Why do so many Girls Aspire to be Models
Modern western civilization is an overwhelmingly visual society. The demise of mysticism and the steady transition from a faith-based to a secular society has shifted our collective focus to visual engagement and validation - seeing is now, quite literally, believing. As such our visual validation of the human figure, as represented in the runway model, has become the site at which we collectively identify humanity's perfection. In a secular, visual society, the perfect human, rightly or wrongly, becomes our God.
Obviously, most young girls aspiring to become models don't rationalize their desires in such cerebral terms. They may point to their attachment to the hair, make-up or clothing that particular models wear, or enjoy the carefully constructed, marketing-driven fantasies of model's lives that they see on television or read about in magazines. A few may even see modelling as a means of escape, either from the daily traumas of an unhappy youth or the prospects of growing up only to achieve the same level of drudgery and unimportance that they perceive in their parents.
All these rationalizations serve as comforting, acceptable, even reasonable arguments for young girls who aspire to become models. But beneath these rationalizations runs a deeper, much darker force - the need for perfection.
If the model is our collective site for the identity of perfection, then any girl who can occupy that site must, at least in her own mind, be perfect. In the young girl's mind reaching the Paris catwalk or the cover of Vogue means that she needn't worry about being pretty enough, because no one could possibly be any prettier. She needn't worry about being skinny enough, because no one could possibly be any skinnier. Most of all, she needn't worry about her grades, her abusive home life or the fact that she doesn't have a boyfriend because quite obviously being pretty and being skinny are the only things that are really important.
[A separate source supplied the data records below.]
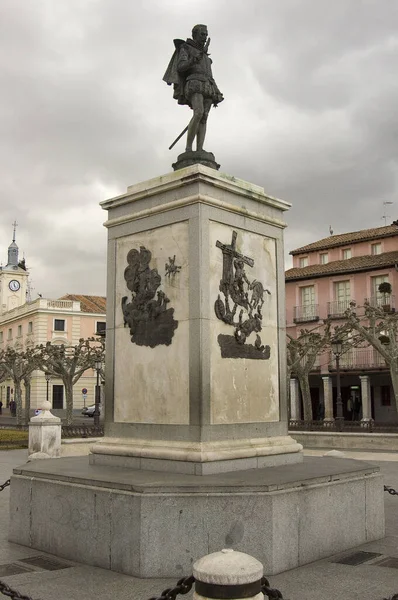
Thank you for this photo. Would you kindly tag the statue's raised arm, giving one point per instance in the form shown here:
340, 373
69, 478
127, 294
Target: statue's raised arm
190, 73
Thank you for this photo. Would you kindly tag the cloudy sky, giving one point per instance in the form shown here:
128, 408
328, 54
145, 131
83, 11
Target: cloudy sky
310, 114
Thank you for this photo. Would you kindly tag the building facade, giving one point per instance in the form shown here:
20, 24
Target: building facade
326, 277
25, 324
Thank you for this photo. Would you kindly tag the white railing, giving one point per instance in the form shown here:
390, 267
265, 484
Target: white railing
42, 304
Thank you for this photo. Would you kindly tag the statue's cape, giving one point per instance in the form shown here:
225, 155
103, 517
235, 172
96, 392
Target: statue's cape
172, 76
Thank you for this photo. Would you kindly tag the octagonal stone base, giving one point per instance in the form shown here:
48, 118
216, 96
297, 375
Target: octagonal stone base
151, 524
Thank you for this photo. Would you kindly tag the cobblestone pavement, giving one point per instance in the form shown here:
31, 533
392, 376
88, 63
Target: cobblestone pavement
321, 580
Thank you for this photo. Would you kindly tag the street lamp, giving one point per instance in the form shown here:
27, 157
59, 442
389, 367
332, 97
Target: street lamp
48, 377
97, 366
337, 348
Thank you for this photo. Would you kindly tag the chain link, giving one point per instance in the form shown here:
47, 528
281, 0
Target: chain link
183, 586
390, 490
5, 484
268, 591
7, 591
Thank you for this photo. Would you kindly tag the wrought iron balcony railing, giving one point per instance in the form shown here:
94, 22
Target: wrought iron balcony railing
386, 301
358, 358
306, 313
346, 426
337, 308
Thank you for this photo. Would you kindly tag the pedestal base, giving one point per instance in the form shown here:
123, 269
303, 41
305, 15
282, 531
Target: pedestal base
150, 524
194, 157
202, 458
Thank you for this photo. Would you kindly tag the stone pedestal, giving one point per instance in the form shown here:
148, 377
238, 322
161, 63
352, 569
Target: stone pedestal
195, 370
44, 434
194, 157
149, 524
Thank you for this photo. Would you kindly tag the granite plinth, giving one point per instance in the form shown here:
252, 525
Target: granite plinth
151, 524
201, 458
195, 157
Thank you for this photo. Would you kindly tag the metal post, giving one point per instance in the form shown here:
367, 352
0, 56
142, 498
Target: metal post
48, 377
339, 403
97, 399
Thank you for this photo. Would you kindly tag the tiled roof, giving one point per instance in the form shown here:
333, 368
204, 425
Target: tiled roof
347, 238
93, 304
358, 263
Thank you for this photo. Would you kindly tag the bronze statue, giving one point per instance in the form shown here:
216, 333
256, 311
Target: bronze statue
190, 73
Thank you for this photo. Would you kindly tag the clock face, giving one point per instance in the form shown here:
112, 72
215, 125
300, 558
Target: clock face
14, 285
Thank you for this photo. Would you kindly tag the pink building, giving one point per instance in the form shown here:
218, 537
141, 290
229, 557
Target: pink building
326, 276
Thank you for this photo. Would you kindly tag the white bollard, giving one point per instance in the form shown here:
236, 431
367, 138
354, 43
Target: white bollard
228, 574
44, 434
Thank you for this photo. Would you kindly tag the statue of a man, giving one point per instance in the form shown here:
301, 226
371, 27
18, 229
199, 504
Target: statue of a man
190, 72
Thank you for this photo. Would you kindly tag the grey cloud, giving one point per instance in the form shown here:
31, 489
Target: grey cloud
310, 114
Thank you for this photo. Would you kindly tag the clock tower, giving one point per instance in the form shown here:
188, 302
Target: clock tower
13, 279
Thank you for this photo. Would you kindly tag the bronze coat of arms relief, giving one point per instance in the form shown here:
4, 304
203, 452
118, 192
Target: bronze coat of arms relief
147, 312
239, 305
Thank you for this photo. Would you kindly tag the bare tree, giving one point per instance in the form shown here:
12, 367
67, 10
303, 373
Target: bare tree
69, 363
377, 327
19, 366
302, 353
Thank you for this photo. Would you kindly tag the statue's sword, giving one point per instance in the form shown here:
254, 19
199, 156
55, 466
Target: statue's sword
179, 137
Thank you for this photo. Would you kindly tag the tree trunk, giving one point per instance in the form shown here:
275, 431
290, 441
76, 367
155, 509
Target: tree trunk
394, 381
69, 400
27, 401
18, 400
306, 395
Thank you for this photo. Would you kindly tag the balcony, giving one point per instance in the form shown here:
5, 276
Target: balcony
306, 314
358, 359
386, 301
337, 308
Of course the reality is that the most of the girls who feel this need never realize their dream, and in fact fall far short of it. This perceived failure can lead to eating disorders, depression or even suicide, but for the vast of girls majority it simply creates within them a lifelong self-loathing and sense of inadequacy.
They can accept that they will never be "model perfect," but they will never forgive themselves for it. They will spend their entire lives investing in beauty products, feeling guilty every time they take a second helping at dinner, and looking at themselves in the mirror every day and seeing only fat. Many will still be worrying about how they look on their deathbeds.
The reason why so many young girls aspire to be models is because we, as a society, have told them to do so. They will continue to do so until we migrate to a new site of human perfection (which may be even more harmful), return to a faith-based world view (which seems unlikely) or collectively advance as a species to a point beyond purely physical and visual validation, reaching towards a higher, less complicated personal aesthetic that eschews the physical in favour of the moral, the intellectual and the spiritual. Given our current fascination with models however, it's unlikely that such a re-think will happen any time soon.